- Moraes anulou a sindicância do Conselho Federal de Medicina que apurava a assistência médica a Jair Bolsonaro após queda na Superintendência da Polícia Federal em Brasília.
- O ministro classificou a ordem do CFM como ilegal e apontou desvio de finalidade, dizendo que Bolsonaro tem acompanhamento médico contínuo desde a prisão.
- Moraes determinou que o presidente do CFM, José Hiran da Silva Gallo, preste depoimento sobre o tema.
- Segundo a defesa, Bolsonaro teria caído da cama durante o sono; laudo da PF cita leve traumatismo craniano e contusão em braços e pés, e ele voltou à prisão após atendimento em hospital de Brasília.
- O CFM afirmou a necessidade de protocolo de monitoramento contínuo com assistência médica de múltiplas especialidades; o órgão não se manifestou até o momento.
O ministro do Supremo Tribunal Federal Alexandre de Moraes determinou a anulação de uma sindicância do Conselho Federal de Medicina (CFM) que apurava a assistência médica dada ao ex-presidente Jair Bolsonaro após a queda na Superintendência da Polícia Federal em Brasília. A decisão foi publicada nesta quarta-feira, 7, e sustenta que houve ilegalidade e desvio de finalidade na atuação do CFM.
Moraes afirmou que o CFM extrapolou sua competência ao atuar em parceria com a Polícia Federal, reforçando que Bolsonaro tem acompanhamento médico contínuo desde a detenção. O despacho também estabelece que o presidente do CFM, José Hiran da Silva Gallo, preste depoimento sobre o tema.
Segundo o relato da defesa, Bolsonaro teria caído da cama enquanto dormia, sofrido um traumatismo leve e contusões. Um laudo da PF indicou leve traumatismo craniano. O ex-presidente foi levado a um hospital de Brasília pela manhã, autorizado por Moraes, e retornou à prisão horas depois.

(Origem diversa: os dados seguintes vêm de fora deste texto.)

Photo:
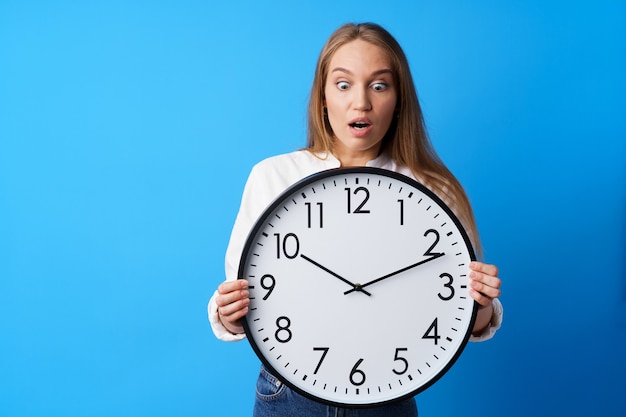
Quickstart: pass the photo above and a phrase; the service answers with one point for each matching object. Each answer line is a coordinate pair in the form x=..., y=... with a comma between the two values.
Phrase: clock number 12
x=366, y=197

O ministro pediu que o CFM esclarecesse a legalidade da sindicância e ressaltou que não houve omissão ou falha da equipe médica da Polícia Federal; os exames realizados no Hospital DF Star, na data, não apontaram sequelas em relação ao ocorrido.
Ao justificar a anulação, Moraes citou que o protocolo de monitoramento médico contínuo não pode ser exigido pelo CFM de forma direta para o Estado, o que configuraria excesso de atribuições. A decisão também determina a oitiva do presidente do CFM no âmbito do caso.
Decisão do STF
O portal do STF confirmou a oitiva de oficiais técnicos, com o objetivo de esclarecer os fatos. O espaço informativo não traz, neste momento, manifestações adicionais do CFM sobre o assunto. O órgão não divulgou novas informações oficiais até o fechamento desta edição.